Pascal ne fait ici que prolonger l’esquisse de récit de saint Paul : celui-ci imagine la révolte des membres ; Pascal imagine le retour du membre prodigue, ce qui complète la parabole.
Descotes Dominique, “La conclusion du projet d’Apologie de Pascal”, Thème classique des membres et du corps, mais original dans son traitement par Pascal, principalement par la préparation souterraine de l’image et par l’intégration dans l’image de certaines anomalies qui en marquent le caractère figuratif : p. 51. Conformité de cette technique avec la pensée de Pascal sur les figuratifs.
Sur l’art de la parabole chez Pascal, voir Provinciale II, éd.
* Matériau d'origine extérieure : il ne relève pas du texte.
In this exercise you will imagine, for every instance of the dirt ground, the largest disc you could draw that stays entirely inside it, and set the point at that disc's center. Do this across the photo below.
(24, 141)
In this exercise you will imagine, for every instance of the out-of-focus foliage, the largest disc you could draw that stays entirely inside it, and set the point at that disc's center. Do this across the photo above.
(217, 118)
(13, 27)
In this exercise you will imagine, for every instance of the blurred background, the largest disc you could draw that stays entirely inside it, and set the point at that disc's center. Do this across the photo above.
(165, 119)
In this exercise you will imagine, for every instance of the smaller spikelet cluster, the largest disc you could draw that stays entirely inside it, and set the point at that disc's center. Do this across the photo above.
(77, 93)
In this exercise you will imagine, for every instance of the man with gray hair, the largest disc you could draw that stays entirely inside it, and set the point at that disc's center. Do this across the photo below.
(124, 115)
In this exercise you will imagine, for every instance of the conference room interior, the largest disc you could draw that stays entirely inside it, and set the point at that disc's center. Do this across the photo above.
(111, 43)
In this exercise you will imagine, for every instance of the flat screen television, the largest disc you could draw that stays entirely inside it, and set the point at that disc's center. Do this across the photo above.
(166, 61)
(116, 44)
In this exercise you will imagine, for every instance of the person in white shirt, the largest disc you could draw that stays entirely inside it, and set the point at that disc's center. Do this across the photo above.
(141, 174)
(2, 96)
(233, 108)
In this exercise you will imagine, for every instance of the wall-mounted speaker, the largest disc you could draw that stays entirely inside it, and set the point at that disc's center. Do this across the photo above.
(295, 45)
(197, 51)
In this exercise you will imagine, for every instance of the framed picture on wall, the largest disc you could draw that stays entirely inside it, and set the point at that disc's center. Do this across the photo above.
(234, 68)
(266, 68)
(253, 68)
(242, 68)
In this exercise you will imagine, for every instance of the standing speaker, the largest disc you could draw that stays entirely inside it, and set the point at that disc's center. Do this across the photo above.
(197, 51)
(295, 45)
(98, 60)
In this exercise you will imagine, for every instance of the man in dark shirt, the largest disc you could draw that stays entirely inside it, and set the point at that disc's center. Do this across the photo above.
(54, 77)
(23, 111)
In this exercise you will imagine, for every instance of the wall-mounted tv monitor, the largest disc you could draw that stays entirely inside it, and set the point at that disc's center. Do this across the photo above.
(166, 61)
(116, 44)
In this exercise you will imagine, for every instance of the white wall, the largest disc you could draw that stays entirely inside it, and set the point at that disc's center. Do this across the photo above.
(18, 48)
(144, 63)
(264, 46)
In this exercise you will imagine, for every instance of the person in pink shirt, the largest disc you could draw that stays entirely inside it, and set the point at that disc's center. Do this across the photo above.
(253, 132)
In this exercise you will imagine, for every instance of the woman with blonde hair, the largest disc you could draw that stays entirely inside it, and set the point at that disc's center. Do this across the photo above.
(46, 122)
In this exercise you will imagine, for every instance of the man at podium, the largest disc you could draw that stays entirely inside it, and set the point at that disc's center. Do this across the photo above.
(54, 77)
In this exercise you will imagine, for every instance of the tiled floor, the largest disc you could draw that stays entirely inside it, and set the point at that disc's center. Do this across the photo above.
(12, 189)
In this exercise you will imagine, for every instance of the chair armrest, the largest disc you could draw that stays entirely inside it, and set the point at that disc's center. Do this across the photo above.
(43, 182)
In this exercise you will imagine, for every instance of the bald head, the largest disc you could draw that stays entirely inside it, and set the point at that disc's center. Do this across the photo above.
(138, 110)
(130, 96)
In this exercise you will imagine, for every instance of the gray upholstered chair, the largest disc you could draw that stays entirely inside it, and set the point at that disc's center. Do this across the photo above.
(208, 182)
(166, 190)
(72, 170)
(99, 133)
Cognet, Garnier, 1965, p. 31, et l’étude de Deprun Jean, “La parabole de la seconde Provinciale”, in Mesnard Jean, Goyet Thérèse, Sellier Philippe et Descotes Dominique, Méthodes chez Pascal, Paris, P. U. F., 1979, p. 241-252.
jusqu’à consentir à être retranché s’il le faut ! ou il perdrait sa qualité de membre ; car il faut que tout membre veuille bien périr pour le corps qui est le seul pour qui tout est.
C’est le problème du martyre, auquel il a été fait allusion dans le fragment Morale chrétienne 9 (Laf. 359, Sel. 391). L’exemple de la mort des martyrs nous touche car ce sont nos membres. Nous avons un lien commun avec eux. Leur résolution peut former la nôtre, non seulement par l’exemple, mais parce qu’elle a peut-être mérité la nôtre.
Le Guern Michel, L’image dans l’œuvre de Pascal, p. 149, sur la perspective tragique de l’image du corps et des membres dans le présent fragment.